At 03:55 ET (07:55 GMT), the Dollar Index, which tracks the greenback against a basket of six other currencies, traded 1.1% higher at 112.412, climbing to its highest level in a week.
The U.S. central bank announced another rate hike of 75 basis point rate on Wednesday, its fourth such increase in a row.
This was widely expected, and it was the comments from Chair Jerome Powell indicating that the battle against inflation will require borrowing costs to rise further that propelled the greenback higher.
“Incoming data since our last meeting suggests that the ultimate level of interest rates will be higher than previously expected,” Powell said, adding: “It is very premature to be thinking about pausing … we have a ways to go.”
These comments ended hopes that he would signal a pivot to a less aggressive stance in the coming months.
That said, even if U.S. monetary policymakers slow or halt their current interest-rate hiking campaign, the dollar will have a monetary “tailwind” in the coming year, according to former Federal Reserve Chair Alan Greenspan.
“Even if, as some prognosticators expect, US inflation crests in the first half of 2023 and the Federal Reserve can slow or even stop the pace of rate increases, the US dollar will still have a monetary tailwind to support it,” Greenspan, an economic adviser to Advisors Capital Management, said, in a note, Wednesday.

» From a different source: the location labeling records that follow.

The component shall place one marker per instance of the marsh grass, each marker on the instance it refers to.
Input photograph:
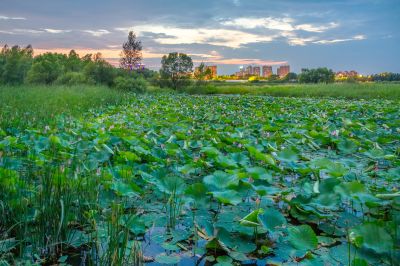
(38, 106)
(337, 90)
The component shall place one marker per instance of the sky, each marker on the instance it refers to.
(361, 35)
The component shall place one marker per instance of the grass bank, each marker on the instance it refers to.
(339, 90)
(37, 106)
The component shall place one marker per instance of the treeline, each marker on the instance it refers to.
(19, 65)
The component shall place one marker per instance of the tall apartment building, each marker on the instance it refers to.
(249, 70)
(213, 70)
(267, 71)
(283, 70)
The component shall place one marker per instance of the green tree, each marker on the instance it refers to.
(319, 75)
(15, 63)
(176, 68)
(131, 55)
(99, 71)
(73, 62)
(46, 68)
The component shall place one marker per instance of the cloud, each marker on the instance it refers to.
(11, 18)
(6, 32)
(27, 31)
(316, 28)
(218, 37)
(236, 2)
(55, 31)
(355, 38)
(283, 24)
(279, 24)
(97, 33)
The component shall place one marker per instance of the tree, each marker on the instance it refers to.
(99, 71)
(131, 55)
(290, 77)
(176, 68)
(319, 75)
(15, 63)
(202, 73)
(46, 68)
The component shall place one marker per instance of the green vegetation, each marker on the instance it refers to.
(182, 179)
(339, 90)
(25, 107)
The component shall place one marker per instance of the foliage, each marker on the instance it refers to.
(339, 90)
(14, 64)
(230, 179)
(319, 75)
(99, 71)
(176, 68)
(72, 78)
(138, 85)
(131, 53)
(46, 68)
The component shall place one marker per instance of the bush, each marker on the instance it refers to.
(201, 89)
(73, 78)
(138, 85)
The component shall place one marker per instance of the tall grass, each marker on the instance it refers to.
(338, 90)
(37, 106)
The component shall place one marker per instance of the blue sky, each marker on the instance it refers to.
(342, 35)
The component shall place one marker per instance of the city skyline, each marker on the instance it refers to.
(341, 35)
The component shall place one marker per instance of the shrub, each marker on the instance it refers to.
(202, 89)
(73, 78)
(138, 85)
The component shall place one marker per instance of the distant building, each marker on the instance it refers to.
(267, 71)
(249, 70)
(347, 74)
(213, 70)
(283, 70)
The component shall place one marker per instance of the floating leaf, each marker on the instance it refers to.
(302, 237)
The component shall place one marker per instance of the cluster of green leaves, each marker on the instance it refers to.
(18, 66)
(232, 178)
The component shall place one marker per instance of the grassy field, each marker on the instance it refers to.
(178, 179)
(38, 106)
(339, 90)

USD/JPY traded flat at 147.89, in holiday-thinned trade, with traders remaining on intervention watch after Japan spent a record $42.8 billion propping up the yen last month, on top of almost $20 billion spent in September.
GBP/USD fell 0.5% to 1.1336 ahead of the latest policy-setting meeting of the Bank of England later in the session.

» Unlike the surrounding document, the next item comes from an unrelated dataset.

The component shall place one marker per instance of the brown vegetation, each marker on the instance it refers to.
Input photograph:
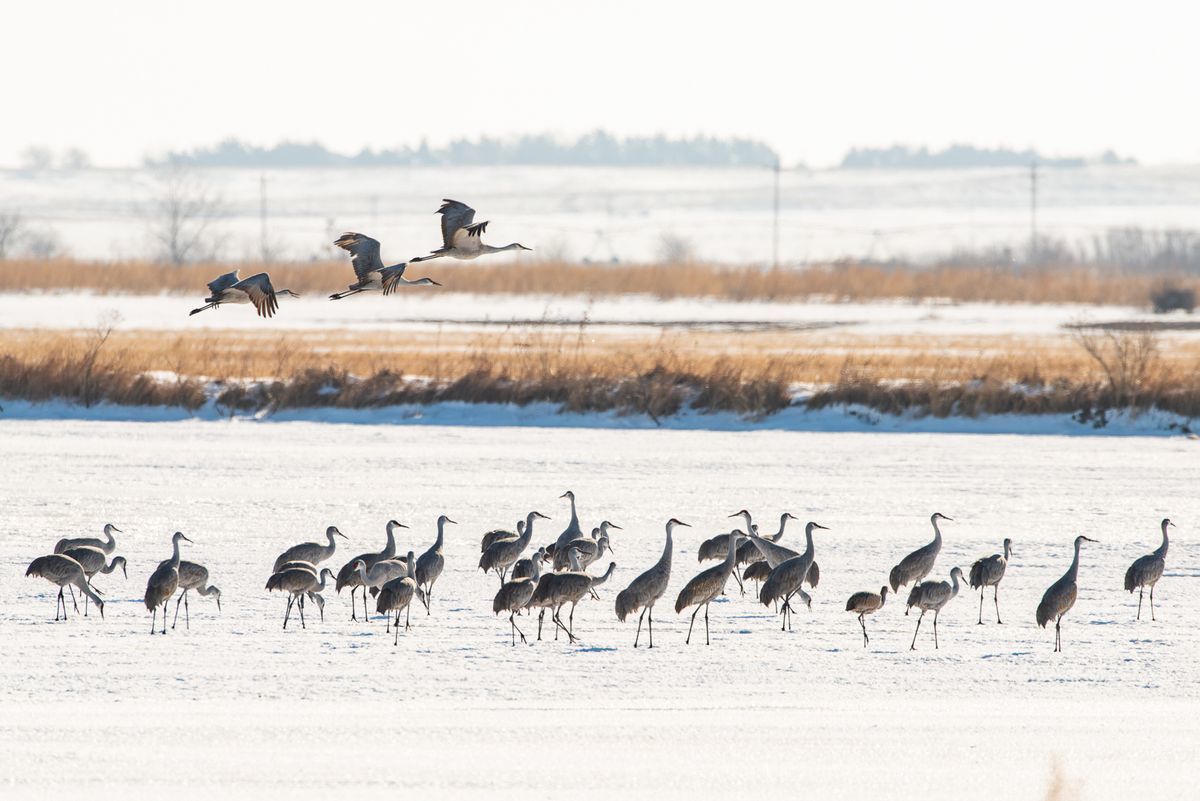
(846, 282)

The U.K. central bank is expected to raise interest rates by three quarters of a percentage point to 3%, its biggest rate rise since 1989, with the base rate climbing to around 5% in mid-2023.

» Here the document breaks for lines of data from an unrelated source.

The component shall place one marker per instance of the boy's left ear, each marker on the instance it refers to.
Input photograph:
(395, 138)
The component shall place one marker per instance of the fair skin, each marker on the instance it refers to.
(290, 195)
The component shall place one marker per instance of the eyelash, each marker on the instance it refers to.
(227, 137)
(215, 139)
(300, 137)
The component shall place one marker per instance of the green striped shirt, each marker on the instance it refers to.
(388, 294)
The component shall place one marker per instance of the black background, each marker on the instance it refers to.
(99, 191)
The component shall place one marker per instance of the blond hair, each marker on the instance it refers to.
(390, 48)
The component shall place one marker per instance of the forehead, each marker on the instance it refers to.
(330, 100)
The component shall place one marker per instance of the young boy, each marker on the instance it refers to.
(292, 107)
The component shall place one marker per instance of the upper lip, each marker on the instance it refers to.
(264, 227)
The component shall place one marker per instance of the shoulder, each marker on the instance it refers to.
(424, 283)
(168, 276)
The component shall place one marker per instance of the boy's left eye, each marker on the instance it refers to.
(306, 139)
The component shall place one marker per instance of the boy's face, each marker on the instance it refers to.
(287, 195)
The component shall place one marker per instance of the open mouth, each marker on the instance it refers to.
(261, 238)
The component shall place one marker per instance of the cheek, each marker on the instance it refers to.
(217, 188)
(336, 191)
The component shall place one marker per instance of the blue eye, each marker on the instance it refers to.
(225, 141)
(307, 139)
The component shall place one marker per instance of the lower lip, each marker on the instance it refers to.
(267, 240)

“We think that risks to sterling are skewed to the downside heading into this week’s Bank of England meeting,” said Matthew Ryan, Head of Market Strategy at global financial services firm Ebury, in a note. “The MPC has a recent track record of surprising to the dovish side, and we believe that market participants may well be disappointed once again.”
AUD/USD fell 0.6% to 0.6312, while USD/CNY rose 0.4% to 7.3175, climbing close to a near 15-year high after a private survey showed the country’s services sector shrank more than expected in October, due to continued COVID-linked disruptions.